Improved Alignment Pin Hole for Split 3D Prints

I’ve been working on an object (more on this later) that requires precise alignment of two parts that capture a nut deep inside. This calls for alignment pins, similar to the ones I used for, say, the Triple-Cylinder Thing:

Cylinder Thing - rotated
Cylinder Thing – rotated

The general idea is to design holes that fit the pins, then locate them at the parting line of the model, where they’re subtracted from the solid and appear in exactly the proper places when the model splits for printing:

Cylinder Thing - alignment pegs
Cylinder Thing – alignment pegs

You slather solvent glue on both halves, jam pins into the holes, slap the parts together, and clamp until cured. Works fine, I use pins all over the place.

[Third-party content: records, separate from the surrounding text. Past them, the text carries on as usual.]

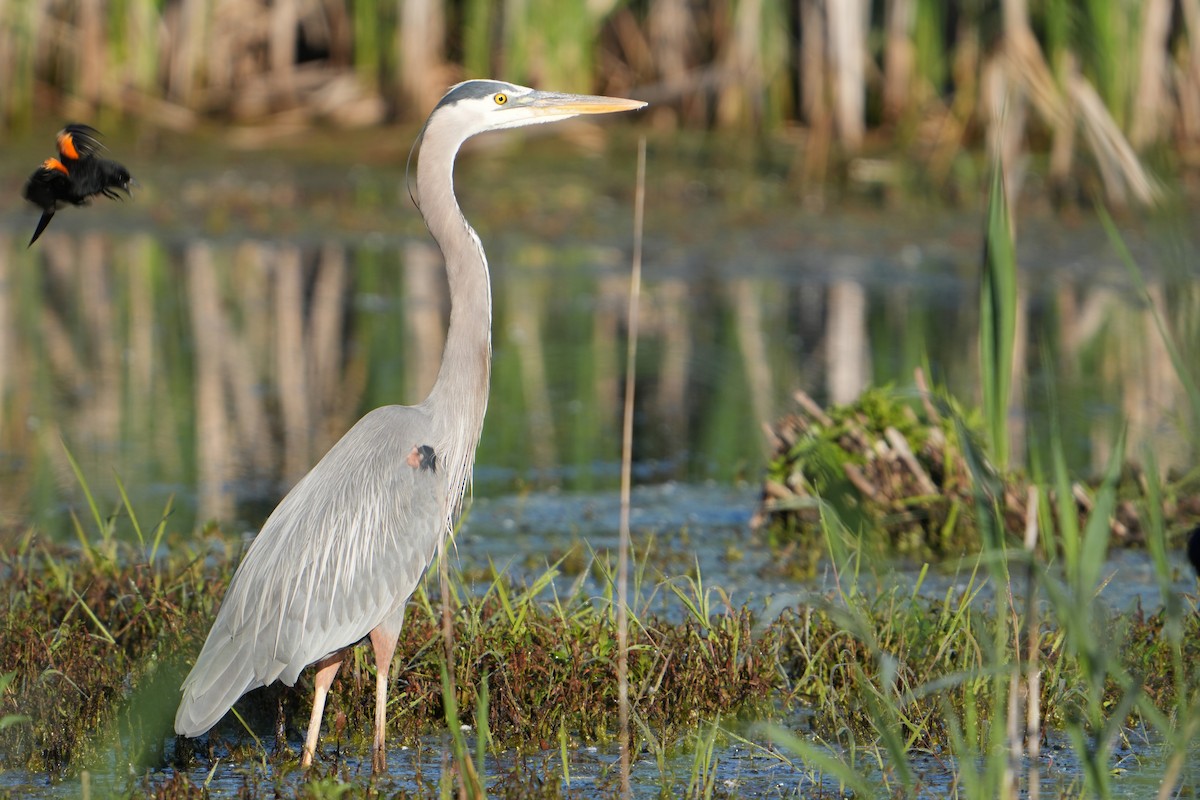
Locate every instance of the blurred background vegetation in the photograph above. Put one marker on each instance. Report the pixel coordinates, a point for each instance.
(1095, 80)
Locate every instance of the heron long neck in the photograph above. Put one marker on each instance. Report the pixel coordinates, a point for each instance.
(459, 397)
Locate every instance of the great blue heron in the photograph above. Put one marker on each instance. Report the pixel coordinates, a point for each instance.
(340, 555)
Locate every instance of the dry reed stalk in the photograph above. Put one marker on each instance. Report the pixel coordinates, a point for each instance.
(899, 56)
(1152, 112)
(292, 362)
(213, 435)
(847, 25)
(627, 471)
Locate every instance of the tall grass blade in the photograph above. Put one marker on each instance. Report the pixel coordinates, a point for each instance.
(129, 510)
(997, 317)
(102, 528)
(1181, 367)
(627, 471)
(10, 720)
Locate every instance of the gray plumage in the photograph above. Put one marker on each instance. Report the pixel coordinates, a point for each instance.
(363, 517)
(340, 555)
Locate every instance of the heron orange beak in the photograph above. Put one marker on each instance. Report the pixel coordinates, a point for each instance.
(553, 103)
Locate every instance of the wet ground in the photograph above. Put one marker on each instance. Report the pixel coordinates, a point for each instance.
(107, 326)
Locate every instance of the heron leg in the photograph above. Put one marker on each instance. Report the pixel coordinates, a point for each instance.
(327, 669)
(383, 642)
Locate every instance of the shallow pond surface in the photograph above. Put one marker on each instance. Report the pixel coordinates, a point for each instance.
(210, 340)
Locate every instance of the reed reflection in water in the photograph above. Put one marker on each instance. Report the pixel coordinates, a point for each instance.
(221, 371)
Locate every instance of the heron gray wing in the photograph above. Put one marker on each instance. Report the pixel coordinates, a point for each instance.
(341, 553)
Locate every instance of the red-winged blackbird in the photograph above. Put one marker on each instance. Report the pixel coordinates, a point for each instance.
(75, 176)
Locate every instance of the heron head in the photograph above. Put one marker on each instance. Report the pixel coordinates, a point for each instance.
(479, 106)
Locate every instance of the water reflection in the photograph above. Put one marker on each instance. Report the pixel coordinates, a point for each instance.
(219, 370)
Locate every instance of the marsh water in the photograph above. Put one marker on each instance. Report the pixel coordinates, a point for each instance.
(205, 342)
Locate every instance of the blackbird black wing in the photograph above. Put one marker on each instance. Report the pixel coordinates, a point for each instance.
(47, 187)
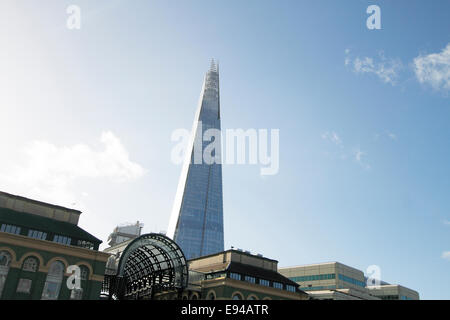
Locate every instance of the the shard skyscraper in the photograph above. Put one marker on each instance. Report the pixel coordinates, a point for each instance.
(196, 223)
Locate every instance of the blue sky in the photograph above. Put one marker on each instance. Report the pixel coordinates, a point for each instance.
(363, 119)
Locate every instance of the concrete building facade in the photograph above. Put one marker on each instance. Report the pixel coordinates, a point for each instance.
(38, 242)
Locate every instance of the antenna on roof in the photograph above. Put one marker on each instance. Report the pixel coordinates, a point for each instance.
(214, 67)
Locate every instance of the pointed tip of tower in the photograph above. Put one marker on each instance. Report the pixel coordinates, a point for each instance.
(214, 65)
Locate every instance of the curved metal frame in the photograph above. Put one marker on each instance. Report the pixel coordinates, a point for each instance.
(151, 263)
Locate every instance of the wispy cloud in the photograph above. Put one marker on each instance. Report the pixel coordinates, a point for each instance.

The gotcha of using just a (polygonal) cylinder as the hole: if you glue one end of the pin at a time, a small rim of dissolved plastic may form around the pin at the surface. That can bond the two halves together or prevent them from joining properly after being disassembled.

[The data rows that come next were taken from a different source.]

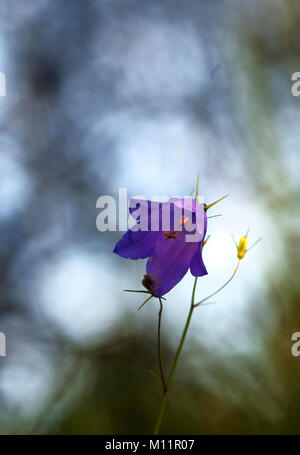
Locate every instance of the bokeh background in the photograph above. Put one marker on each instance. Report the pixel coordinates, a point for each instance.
(144, 94)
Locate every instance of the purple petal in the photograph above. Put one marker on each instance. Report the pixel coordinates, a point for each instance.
(138, 244)
(169, 264)
(197, 265)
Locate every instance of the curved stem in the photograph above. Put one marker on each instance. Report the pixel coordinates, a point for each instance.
(178, 352)
(220, 289)
(159, 348)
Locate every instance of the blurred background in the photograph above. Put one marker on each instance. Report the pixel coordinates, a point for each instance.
(144, 94)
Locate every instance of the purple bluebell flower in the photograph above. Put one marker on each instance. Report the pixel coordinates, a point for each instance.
(171, 235)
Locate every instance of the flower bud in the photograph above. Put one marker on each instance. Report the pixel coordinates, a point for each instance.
(242, 247)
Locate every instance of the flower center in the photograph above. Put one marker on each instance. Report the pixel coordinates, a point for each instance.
(170, 235)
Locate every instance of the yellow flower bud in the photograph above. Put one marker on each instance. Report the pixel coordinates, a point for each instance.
(242, 248)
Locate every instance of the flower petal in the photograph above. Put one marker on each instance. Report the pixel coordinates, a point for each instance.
(169, 264)
(138, 244)
(197, 265)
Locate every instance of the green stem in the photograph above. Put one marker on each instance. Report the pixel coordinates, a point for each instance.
(220, 289)
(159, 348)
(178, 352)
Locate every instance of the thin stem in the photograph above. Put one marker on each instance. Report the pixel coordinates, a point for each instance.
(159, 348)
(147, 300)
(178, 352)
(220, 289)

Sooo, here’s a new alignment pin hole with a gutter around the pin on both surfaces to capture the glop:

Alignment pin hole - overview
Alignment pin hole – overview

Remember, that’s the negative volume that will hold the pin, not the pin itself!

Here’s how it works in real plastic, with a 1.75 mm peg glued into one hole with a bit of crud in the gutter:

Alignment Hole and Pin
Alignment Hole and Pin

The secret to making the gutter work: offset the second layer by half the thread width, so that it’s reasonably well supported on the first layer. If you don’t do that, the inner layers simply drop down through the hole and fill the gutter. Even doing that, notice the distortion of the first few layers inside the hole.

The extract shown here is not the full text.